ALP 300-G
- Country of origin: Turkey
- Type: Early warning radar AESA
- Frequency: S band

= ALP 300-G =

Turkish air defense radar system

ALP 300-G is a GaN based long range early warning active electronically scanned array air defense radars developed by the Turkish defense corporation, Aselsan. ALP 300-G, Turkey's longest-range radar, was delivered to the Turkish Air Force with a ceremony on 20 May 2024.

== Design and development ==
ALP 300-G was designed as an early warning radar system. The ALP 300-G radar has the ability to receive over 4 thousand transmissions. Aselsan CEO said in a statement that "the radar system can make nearly 500 digital communications and has the ability to process the content of 81 DVDs per second. More than 435 thousand lines of code were used in the radar. We have nearly 20 patents in the development of this radar. Our AL 300-G Mobile Radar can also be installed in 30 minutes. It provides uninterrupted communication by sending radio links to remote access."

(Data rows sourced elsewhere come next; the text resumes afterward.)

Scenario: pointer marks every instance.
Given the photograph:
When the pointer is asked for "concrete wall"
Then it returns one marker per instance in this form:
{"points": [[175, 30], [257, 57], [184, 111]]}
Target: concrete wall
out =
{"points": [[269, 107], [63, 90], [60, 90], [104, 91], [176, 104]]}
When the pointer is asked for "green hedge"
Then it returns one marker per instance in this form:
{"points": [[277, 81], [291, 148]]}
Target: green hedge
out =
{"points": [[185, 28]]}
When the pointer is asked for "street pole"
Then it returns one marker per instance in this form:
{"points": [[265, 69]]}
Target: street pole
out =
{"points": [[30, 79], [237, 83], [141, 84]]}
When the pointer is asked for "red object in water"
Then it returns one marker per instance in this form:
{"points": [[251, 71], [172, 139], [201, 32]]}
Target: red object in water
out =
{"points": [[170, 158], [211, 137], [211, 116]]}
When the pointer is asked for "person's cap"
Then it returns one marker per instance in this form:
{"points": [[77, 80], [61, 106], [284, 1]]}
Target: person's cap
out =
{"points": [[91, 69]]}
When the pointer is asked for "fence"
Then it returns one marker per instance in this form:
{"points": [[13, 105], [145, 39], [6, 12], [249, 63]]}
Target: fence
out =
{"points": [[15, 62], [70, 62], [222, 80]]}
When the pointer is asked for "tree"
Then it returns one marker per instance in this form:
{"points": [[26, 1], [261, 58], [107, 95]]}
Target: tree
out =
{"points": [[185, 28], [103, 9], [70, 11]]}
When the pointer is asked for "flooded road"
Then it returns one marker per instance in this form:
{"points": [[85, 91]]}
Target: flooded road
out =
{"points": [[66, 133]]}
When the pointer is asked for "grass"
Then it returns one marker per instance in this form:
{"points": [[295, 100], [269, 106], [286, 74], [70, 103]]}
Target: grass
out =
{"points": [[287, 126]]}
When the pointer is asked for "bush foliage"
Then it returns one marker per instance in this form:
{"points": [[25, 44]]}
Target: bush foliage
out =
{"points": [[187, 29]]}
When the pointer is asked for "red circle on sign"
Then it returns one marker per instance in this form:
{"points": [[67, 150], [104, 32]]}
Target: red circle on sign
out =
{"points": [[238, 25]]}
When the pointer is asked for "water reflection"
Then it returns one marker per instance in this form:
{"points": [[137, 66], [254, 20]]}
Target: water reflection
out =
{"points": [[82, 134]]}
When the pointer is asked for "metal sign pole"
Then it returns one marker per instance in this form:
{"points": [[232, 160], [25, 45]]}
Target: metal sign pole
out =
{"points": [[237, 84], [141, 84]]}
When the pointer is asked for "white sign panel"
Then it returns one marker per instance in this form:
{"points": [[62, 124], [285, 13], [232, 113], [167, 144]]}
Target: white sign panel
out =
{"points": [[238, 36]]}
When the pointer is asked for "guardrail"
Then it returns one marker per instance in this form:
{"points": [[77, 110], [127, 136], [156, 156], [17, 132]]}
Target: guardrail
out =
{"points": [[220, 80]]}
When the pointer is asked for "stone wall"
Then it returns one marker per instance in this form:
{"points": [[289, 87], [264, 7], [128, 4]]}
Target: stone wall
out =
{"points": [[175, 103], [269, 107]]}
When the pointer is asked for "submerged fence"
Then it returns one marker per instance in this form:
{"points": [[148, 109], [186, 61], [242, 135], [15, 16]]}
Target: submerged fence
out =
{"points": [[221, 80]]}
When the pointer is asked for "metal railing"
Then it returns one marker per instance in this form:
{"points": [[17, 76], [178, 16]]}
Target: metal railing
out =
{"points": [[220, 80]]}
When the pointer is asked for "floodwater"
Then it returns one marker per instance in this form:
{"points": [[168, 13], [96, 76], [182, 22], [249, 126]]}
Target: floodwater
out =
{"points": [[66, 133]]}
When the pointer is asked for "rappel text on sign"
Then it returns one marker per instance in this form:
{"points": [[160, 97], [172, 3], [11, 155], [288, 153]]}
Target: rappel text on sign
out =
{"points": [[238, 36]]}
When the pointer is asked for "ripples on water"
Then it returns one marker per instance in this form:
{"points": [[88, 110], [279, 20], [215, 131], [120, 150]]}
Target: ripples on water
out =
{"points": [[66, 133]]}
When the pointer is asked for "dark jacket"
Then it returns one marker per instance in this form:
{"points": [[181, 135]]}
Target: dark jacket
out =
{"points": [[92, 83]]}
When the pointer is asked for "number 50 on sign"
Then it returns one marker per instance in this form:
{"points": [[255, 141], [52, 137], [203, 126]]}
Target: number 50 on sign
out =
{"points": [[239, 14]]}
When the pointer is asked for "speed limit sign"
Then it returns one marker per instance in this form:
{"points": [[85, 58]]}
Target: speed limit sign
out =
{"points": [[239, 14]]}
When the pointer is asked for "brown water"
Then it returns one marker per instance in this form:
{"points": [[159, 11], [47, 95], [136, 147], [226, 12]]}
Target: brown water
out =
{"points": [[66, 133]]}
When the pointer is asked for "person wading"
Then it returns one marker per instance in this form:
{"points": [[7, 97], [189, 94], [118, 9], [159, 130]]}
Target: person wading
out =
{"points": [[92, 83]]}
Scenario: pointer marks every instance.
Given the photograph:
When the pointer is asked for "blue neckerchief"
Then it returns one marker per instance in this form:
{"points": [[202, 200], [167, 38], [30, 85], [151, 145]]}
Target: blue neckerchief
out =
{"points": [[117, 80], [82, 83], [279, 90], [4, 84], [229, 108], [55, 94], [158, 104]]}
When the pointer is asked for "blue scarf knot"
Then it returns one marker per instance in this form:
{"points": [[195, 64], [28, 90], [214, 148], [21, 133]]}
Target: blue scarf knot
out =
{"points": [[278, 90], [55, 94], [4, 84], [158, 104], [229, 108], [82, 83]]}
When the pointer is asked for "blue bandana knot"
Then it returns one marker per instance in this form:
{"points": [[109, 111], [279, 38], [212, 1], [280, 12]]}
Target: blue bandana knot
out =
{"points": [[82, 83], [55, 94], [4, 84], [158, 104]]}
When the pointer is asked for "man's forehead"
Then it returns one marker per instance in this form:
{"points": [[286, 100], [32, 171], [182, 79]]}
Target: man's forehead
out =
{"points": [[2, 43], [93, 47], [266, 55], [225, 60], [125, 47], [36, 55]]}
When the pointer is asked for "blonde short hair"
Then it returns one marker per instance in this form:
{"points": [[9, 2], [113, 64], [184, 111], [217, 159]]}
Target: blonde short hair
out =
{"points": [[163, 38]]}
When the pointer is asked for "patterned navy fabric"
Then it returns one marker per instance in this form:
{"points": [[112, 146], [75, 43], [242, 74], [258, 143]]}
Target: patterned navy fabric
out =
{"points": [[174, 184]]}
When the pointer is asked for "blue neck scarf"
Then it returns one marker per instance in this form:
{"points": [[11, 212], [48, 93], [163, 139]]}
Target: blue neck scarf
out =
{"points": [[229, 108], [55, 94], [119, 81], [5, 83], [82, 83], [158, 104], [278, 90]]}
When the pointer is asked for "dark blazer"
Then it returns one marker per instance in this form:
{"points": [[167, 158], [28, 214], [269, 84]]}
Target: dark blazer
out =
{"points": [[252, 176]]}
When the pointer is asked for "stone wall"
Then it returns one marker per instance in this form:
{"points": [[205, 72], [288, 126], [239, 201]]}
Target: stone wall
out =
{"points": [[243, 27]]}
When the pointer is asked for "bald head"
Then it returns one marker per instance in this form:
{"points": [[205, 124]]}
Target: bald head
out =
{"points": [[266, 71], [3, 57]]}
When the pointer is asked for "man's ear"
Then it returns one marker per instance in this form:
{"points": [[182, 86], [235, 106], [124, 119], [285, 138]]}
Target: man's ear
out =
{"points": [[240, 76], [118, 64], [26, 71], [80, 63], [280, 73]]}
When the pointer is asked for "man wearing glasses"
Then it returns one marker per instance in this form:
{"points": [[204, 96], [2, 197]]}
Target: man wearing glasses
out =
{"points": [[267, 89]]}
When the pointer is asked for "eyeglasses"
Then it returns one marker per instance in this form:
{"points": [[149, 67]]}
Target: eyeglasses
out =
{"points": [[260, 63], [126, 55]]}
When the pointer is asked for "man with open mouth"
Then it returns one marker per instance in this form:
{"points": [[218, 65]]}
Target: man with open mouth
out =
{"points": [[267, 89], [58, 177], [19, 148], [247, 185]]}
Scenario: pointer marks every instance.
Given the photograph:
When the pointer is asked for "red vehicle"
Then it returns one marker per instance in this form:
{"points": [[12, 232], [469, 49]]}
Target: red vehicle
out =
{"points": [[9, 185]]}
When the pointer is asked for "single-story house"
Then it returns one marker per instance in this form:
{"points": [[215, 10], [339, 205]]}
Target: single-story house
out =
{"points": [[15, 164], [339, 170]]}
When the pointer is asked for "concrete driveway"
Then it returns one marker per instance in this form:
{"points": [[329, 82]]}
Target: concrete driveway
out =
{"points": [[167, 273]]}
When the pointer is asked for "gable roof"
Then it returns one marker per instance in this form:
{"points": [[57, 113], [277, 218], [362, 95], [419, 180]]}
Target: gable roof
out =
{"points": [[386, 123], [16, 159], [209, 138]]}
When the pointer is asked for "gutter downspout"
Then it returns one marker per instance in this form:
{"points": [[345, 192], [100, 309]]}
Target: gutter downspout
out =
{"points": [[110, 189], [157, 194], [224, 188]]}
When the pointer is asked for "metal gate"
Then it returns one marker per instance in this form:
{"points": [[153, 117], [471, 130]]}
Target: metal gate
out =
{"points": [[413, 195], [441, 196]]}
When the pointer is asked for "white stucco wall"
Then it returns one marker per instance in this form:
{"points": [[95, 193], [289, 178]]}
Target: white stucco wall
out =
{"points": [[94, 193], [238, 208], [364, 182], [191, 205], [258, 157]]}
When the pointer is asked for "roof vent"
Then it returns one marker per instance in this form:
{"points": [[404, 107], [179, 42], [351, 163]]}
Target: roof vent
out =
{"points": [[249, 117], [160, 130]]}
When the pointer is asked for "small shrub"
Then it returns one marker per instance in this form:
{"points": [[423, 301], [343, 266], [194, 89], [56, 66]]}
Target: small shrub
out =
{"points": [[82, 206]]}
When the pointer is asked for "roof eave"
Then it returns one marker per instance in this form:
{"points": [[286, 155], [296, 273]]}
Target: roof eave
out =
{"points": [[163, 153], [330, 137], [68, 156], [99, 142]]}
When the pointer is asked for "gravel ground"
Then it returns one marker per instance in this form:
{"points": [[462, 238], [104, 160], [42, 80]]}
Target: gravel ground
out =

The Turkish Ministry of Defense ordered the ALP 300-G radar worth $225 million from Aselsan in December 2024. Deliveries are planned to be made between 2026 and 2031. On 27 August 2025, at a ceremony attended by President Erdoğan, air defense systems worth approximately $460 million, including the ALP 300-G and ALP 100-G, were delivered to the Turkish Armed Forces.